What UK SaaS teams should do next
This does not need to become a dramatic rebuild.
For most SaaS products, the first step is an authentication review. Map the current login methods, MFA options, SSO paths, reset flows, support processes and high-risk actions. Identify where passwords still carry too much responsibility. Then decide where passkeys would reduce risk without creating a support burden the team cannot handle.
The next step is to design the rollout deliberately. A sensible early version might make passkeys available to internal users, then admins, then selected customer accounts. That gives the team time to test device coverage, credential manager behaviour, recovery flows, analytics, support scripts and customer communications before passkeys become a headline feature.

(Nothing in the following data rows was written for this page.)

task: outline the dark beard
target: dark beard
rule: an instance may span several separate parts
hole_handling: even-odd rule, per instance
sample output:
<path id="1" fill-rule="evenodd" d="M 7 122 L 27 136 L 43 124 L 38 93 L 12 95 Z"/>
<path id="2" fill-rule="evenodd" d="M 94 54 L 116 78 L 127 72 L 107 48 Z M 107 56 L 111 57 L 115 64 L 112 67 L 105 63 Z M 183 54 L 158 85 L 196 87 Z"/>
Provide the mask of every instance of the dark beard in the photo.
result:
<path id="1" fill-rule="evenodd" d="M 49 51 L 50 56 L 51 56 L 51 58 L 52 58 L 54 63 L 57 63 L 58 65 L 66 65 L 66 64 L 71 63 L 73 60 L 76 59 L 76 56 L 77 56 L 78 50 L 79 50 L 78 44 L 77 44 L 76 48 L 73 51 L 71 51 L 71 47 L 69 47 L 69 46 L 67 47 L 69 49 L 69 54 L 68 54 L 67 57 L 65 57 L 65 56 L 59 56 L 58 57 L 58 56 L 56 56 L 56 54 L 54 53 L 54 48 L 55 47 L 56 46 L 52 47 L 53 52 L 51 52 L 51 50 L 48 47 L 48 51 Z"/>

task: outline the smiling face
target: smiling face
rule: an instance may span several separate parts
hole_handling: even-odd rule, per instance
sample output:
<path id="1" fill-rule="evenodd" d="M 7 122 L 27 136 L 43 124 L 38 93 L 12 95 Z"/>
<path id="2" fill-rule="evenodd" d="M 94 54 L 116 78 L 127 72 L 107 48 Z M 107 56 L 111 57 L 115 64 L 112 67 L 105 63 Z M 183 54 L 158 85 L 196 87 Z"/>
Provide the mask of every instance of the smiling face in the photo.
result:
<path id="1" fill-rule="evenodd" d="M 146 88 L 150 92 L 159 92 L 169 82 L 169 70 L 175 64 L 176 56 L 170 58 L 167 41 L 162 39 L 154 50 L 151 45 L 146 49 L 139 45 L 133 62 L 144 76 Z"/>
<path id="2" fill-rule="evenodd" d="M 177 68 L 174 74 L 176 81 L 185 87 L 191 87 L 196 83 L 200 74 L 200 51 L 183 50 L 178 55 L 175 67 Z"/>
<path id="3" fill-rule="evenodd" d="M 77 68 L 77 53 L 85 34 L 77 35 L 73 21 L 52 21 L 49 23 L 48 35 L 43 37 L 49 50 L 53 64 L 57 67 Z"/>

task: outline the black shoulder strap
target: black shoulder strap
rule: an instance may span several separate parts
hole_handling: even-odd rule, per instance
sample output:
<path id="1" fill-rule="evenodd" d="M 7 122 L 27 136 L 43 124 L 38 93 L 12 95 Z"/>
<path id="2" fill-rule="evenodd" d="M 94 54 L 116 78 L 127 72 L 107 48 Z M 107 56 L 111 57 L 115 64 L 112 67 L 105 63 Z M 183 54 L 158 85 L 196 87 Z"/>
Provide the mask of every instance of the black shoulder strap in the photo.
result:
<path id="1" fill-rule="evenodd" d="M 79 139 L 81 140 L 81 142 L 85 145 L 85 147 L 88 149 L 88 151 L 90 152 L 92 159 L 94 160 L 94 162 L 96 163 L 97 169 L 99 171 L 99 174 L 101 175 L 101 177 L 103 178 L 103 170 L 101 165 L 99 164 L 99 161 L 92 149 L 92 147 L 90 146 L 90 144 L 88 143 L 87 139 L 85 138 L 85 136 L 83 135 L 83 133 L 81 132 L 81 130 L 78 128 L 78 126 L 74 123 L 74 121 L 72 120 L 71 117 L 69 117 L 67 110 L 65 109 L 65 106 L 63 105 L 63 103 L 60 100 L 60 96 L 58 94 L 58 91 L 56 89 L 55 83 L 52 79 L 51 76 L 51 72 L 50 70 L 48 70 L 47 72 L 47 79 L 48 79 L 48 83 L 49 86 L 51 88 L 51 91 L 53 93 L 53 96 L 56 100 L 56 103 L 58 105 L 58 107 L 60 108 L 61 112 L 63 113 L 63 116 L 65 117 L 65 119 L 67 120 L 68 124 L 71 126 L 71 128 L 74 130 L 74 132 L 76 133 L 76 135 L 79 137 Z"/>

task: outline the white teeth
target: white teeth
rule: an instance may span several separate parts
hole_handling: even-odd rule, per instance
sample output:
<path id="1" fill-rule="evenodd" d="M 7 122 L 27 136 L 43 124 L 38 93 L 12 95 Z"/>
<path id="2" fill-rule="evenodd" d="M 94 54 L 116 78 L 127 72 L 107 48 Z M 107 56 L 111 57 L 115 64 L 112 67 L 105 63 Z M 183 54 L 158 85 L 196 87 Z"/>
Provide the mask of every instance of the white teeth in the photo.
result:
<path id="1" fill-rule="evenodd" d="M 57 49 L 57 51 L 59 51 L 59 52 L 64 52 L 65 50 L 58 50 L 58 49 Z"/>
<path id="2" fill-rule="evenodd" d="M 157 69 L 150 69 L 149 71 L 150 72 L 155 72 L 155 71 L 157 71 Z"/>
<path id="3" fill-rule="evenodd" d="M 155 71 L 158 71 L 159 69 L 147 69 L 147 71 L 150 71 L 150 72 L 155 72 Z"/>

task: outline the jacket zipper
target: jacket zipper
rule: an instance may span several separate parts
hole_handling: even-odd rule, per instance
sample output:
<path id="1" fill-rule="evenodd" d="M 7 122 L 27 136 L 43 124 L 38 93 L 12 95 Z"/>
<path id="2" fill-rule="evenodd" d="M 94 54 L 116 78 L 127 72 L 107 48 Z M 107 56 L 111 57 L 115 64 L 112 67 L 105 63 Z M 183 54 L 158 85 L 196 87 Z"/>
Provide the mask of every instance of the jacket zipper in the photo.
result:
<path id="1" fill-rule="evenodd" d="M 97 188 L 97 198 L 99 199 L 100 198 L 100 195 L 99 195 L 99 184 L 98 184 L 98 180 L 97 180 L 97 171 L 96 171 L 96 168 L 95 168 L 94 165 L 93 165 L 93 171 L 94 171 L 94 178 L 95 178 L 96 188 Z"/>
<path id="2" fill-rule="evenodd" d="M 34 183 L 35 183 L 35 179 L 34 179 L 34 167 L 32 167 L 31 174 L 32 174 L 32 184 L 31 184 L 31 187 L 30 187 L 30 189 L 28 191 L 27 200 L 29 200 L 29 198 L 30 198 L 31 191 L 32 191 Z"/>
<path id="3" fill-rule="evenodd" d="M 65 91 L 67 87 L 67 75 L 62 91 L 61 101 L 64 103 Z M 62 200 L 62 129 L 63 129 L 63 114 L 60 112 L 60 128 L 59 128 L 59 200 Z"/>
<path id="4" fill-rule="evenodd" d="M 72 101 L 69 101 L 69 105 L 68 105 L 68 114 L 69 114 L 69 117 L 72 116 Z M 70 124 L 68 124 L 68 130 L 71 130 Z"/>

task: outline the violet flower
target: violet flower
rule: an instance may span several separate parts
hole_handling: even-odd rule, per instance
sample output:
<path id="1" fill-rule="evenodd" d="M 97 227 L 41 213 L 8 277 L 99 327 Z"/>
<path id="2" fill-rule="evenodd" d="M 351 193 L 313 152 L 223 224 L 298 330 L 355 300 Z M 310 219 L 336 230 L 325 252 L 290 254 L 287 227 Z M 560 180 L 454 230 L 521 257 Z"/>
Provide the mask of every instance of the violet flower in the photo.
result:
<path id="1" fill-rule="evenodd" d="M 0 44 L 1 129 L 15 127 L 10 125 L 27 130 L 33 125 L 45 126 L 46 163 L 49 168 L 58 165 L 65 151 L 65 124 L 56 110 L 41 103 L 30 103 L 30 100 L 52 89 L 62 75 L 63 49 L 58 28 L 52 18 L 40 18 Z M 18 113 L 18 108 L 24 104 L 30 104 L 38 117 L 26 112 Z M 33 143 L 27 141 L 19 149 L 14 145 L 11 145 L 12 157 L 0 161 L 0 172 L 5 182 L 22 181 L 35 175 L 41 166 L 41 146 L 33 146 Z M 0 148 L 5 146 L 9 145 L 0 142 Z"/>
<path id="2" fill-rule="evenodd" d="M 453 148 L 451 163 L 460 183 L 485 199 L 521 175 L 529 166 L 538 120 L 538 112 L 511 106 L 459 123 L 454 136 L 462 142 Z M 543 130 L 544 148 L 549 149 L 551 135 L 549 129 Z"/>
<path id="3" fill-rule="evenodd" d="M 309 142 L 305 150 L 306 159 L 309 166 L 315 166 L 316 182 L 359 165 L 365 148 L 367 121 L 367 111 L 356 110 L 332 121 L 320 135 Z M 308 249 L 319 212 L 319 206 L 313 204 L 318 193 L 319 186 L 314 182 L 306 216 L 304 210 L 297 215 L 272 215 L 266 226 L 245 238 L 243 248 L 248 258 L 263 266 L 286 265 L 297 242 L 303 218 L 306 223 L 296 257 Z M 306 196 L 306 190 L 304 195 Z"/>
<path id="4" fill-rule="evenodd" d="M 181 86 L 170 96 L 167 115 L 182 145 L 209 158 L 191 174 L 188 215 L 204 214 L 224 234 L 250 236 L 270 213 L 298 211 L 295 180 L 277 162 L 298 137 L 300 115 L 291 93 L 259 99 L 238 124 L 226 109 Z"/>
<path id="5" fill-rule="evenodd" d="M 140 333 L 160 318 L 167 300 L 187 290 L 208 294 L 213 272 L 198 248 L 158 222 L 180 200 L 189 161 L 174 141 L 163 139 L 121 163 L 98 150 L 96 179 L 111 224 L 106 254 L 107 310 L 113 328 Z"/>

Product teams should also decide what success looks like. Adoption percentage is useful, but it is not the whole story. Watch failed sign-ins, account recovery requests, support tickets, security incidents, setup completion rates and whether high-risk roles are actually using stronger authentication. A passkey rollout that looks good on a launch note but creates confusion in support is not finished.
Finally, treat authentication as part of the product’s trust surface. Customers increasingly want to know how software protects accounts, handles administrators and reduces avoidable operational risk. Passkeys can become part of that trust story, but only if the product experience backs it up.
The direction is obvious now
Passwords will not disappear overnight. SaaS teams will still need fallback routes, compatibility decisions and a careful migration path for customers with different devices, policies and levels of technical confidence.
But the direction is no longer especially mysterious.
The UK cyber guidance has moved. Major platforms already support passkeys. Users are becoming more familiar with device-based sign-in. Attackers are still very good at abusing passwords and weaker MFA. Waiting until customers demand passkeys in procurement questionnaires is the slow way to learn the lesson.
For UK SaaS teams, the practical move is to start now: review the authentication journey, decide where passkeys fit, design recovery properly, and make stronger sign-in feel like a product improvement rather than a compliance chore.
That is the difference between adding passkeys as a feature and making authentication meaningfully better.